= Manchester, Houston =

Manchester is a community in southeastern Houston, Texas, United States.

Manchester has 6 sqmi of area. It is located in close proximity to the Houston Ship Channel, and many chemical plants, refineries, and sewage facilities.

==History==
Manchester began in the 1860s as a railroad switch. By the 1970s the area became predominantly industrial and by the 1980s the area became predominantly Hispanic.

The State of Texas concluded that, since 2000, the area had the highest annual averages of 1,3-Butadiene of any area in Texas. On May 27, 2005, the State opened a pollution monitor in Manchester.

In 2019 Mayor of Houston Sylvester Turner added Manchester to the Complete Communities program.

==Cityscape==
About 455 houses combined are in Harrisburg and Manchester. Area features include chemical plants, refineries, sewage facilities, car crushing facilities, and hazardous cargo areas. Nearby plants are owned by Goodyear, LyondellBasell, Texas Petro-Chemicals, and Valero. These facilities, including the Valero Houston Refinery, are located alongside the Houston Ship Channel.

It is near Magnolia Park.

==Government and infrastructure==
Manchester is in Houston City Council District I.

The Harris Health System (formerly Harris County Hospital District) designated the Ripley Health Center for the ZIP code 77012. In 2000 Ripley was replaced by the Gulfgate Health Center. The designated public hospital is Ben Taub General Hospital in the Texas Medical Center.

==Demographics==
As of 2017 about 4,000 people lived around Manchester. As of 2018 almost 2,000 people live in the Harrisburg/Manchester area, with 98% being Hispanic or Latino.

In the city of Houston-defined Harrisburg/Manchester Super Neighborhood, which also includes Harrisburg, there were 2,926 residents in 2015. 82% were Hispanics, 14% were non-Hispanic blacks, and 3% were non-Hispanic whites.
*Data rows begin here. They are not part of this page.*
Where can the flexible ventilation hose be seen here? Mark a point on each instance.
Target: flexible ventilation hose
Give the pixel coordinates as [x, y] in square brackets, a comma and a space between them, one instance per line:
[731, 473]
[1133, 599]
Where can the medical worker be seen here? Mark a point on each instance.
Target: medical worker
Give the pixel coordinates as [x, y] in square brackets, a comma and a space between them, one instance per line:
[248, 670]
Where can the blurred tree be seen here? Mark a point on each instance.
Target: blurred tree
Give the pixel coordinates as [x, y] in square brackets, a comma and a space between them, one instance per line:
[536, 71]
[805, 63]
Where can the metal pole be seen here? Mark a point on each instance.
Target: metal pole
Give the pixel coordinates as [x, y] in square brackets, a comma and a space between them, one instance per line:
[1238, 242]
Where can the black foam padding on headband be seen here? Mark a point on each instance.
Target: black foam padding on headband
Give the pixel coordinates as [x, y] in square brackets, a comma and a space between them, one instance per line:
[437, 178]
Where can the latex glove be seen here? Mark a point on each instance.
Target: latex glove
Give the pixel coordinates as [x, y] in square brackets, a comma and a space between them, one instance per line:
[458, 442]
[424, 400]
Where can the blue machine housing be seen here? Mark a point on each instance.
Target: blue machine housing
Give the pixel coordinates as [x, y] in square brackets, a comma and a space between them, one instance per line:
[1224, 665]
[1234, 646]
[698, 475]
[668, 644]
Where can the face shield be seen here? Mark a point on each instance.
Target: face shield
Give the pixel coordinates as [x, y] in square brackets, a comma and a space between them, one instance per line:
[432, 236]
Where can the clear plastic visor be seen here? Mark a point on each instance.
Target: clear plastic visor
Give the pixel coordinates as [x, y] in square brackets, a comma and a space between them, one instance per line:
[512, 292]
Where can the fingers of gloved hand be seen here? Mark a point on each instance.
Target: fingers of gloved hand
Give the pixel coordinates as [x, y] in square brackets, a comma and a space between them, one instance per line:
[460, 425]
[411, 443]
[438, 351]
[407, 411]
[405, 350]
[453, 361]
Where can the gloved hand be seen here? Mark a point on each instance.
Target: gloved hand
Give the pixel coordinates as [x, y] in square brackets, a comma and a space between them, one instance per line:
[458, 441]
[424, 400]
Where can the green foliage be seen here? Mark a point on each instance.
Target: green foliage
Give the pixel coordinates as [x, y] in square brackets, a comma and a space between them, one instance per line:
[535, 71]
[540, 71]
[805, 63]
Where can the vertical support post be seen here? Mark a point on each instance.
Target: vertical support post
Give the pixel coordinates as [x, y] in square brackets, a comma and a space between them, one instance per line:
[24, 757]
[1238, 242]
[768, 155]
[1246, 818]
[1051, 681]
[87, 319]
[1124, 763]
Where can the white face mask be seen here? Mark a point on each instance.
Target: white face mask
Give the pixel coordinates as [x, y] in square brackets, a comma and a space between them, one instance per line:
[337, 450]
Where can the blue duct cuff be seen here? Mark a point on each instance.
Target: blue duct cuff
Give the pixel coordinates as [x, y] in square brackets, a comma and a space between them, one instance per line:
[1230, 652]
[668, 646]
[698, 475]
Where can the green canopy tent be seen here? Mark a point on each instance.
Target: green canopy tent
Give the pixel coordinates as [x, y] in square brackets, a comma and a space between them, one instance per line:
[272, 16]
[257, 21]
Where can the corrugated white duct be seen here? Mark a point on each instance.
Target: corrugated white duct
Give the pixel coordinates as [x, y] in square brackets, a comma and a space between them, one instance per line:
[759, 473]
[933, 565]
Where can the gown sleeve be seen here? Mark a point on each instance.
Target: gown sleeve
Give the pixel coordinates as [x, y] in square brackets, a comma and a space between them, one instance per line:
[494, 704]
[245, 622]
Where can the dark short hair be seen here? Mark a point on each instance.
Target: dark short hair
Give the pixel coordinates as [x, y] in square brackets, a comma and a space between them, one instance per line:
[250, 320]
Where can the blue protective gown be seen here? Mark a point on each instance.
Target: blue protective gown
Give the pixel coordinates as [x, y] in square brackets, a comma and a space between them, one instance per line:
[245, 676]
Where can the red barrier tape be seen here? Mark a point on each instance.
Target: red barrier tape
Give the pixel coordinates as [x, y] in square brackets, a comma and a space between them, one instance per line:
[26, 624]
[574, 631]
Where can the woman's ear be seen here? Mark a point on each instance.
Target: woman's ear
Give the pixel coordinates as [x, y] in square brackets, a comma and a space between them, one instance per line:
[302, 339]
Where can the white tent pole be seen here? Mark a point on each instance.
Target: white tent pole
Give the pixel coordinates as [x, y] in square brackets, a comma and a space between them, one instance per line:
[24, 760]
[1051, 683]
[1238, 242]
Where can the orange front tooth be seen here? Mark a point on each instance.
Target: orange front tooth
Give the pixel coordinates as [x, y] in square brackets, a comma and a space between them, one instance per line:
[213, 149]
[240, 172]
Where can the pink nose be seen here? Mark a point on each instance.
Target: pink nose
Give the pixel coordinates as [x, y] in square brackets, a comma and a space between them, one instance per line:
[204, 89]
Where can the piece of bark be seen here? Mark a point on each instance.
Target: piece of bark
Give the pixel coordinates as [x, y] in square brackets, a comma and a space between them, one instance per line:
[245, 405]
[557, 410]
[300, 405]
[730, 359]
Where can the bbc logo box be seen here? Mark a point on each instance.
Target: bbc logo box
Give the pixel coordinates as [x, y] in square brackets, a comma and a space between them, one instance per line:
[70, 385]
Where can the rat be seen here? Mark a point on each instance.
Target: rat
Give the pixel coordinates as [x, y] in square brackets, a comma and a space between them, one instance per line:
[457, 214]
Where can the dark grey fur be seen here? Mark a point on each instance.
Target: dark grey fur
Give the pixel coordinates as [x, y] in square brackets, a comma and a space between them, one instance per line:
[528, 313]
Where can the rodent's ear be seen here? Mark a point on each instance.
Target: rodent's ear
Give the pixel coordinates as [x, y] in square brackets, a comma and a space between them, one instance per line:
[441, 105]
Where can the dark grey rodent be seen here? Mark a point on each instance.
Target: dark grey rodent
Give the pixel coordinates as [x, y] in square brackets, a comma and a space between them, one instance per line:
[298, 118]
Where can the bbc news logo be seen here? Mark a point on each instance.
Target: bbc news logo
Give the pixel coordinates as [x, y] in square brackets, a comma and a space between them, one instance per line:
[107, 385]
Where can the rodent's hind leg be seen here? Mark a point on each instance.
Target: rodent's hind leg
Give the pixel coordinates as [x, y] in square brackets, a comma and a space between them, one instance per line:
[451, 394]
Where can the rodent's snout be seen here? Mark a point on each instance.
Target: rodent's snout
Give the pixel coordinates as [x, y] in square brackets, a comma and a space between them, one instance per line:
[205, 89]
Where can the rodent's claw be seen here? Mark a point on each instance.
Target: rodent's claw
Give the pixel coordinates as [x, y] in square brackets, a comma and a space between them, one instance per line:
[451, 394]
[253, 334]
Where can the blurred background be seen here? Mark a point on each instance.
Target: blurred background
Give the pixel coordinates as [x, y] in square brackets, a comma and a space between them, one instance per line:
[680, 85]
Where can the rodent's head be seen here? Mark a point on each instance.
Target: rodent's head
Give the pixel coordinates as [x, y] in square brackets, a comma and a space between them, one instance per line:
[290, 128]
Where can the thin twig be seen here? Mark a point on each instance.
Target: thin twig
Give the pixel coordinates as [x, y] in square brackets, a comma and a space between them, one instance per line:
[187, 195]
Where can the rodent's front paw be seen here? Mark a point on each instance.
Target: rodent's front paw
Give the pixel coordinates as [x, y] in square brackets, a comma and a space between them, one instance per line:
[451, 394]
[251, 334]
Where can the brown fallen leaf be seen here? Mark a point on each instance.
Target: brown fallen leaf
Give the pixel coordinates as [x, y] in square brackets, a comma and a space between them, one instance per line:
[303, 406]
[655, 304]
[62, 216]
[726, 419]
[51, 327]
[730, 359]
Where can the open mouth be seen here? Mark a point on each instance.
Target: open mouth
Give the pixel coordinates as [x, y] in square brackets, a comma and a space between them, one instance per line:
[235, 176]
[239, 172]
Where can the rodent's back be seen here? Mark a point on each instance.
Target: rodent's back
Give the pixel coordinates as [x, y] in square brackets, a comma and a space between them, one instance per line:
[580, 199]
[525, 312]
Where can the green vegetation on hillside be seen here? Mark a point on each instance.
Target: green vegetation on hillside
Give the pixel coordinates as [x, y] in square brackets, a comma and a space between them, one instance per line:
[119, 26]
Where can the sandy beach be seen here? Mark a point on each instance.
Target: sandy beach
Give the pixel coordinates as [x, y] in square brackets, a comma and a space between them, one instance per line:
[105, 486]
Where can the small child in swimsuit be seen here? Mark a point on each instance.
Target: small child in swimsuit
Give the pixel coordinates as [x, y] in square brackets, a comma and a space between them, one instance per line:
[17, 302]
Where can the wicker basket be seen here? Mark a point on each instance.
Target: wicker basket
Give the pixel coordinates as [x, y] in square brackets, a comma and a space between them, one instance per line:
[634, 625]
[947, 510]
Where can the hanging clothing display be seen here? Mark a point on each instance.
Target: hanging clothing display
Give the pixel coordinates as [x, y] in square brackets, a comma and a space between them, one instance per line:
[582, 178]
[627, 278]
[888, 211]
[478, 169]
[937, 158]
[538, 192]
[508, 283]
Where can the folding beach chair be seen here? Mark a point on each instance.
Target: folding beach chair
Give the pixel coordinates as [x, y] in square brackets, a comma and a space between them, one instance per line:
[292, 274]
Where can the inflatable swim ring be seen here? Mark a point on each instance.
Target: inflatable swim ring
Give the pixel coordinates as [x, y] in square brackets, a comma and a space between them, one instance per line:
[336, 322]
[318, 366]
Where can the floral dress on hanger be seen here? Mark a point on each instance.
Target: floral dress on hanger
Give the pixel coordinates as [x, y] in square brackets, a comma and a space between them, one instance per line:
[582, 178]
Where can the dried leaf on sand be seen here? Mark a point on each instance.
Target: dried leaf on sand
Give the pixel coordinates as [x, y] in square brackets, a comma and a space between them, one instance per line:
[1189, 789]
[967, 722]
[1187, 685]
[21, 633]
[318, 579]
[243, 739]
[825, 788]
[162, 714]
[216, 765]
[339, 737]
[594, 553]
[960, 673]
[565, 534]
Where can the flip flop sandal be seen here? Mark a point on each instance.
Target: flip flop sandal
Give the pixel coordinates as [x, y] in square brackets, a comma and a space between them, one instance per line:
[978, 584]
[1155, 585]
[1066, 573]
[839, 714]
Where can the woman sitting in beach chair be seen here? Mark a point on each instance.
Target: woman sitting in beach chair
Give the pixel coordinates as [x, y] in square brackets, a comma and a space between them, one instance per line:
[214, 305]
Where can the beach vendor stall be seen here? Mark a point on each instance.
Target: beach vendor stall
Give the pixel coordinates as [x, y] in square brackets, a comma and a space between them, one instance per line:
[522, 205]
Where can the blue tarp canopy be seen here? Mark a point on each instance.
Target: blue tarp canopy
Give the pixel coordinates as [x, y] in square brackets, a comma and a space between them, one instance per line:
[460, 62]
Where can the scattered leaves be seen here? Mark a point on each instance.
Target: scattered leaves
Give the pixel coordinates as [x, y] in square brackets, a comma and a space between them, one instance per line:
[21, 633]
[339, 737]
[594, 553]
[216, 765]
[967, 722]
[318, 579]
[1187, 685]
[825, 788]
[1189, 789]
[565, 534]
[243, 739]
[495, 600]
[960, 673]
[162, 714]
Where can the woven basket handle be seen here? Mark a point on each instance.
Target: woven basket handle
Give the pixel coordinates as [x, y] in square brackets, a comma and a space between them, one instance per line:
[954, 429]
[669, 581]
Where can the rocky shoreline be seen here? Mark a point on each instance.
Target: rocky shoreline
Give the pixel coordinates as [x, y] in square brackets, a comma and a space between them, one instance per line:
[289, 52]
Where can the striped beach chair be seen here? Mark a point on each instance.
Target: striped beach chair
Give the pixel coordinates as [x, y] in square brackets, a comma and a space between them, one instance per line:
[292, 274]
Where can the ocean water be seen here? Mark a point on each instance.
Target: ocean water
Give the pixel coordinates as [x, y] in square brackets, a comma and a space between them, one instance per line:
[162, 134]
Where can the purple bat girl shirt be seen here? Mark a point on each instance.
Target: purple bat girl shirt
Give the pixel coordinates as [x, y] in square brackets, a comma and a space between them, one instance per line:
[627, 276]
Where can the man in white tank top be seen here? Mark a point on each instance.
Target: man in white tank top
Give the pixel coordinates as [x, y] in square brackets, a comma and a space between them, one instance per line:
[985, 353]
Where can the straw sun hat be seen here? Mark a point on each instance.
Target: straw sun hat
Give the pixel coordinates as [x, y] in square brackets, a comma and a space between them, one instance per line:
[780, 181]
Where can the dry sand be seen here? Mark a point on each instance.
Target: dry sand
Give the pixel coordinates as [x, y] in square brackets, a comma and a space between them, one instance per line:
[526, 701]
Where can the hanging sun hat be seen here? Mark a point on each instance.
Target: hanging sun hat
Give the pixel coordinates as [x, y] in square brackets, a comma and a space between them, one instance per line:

The percentages of non-Hispanic Asians and others were both zero. In 2000 the super neighborhood had 3,768 residents. 88% were Hispanics, 6% were non-Hispanic blacks, and 5% were non-Hispanic whites. The percentages of non-Hispanic Asians and others were both zero.

==Crime, poverty, and illness==
Kristin Moe of Yes! stated that occasional bouts of illness occur due to the chemical plants, and that "Drugs, unemployment, and gangs are a problem." Dina Capello of the Houston Chronicle stated in 2005 that drug dealers and prostitutes reside in the area.

==Education==
Manchester is within the Houston Independent School District. Zoned schools include:
- J. R. Harris Elementary School
- Deady Middle School
- Milby High School

==Parks and recreation==
Hartman Park is located in Manchester.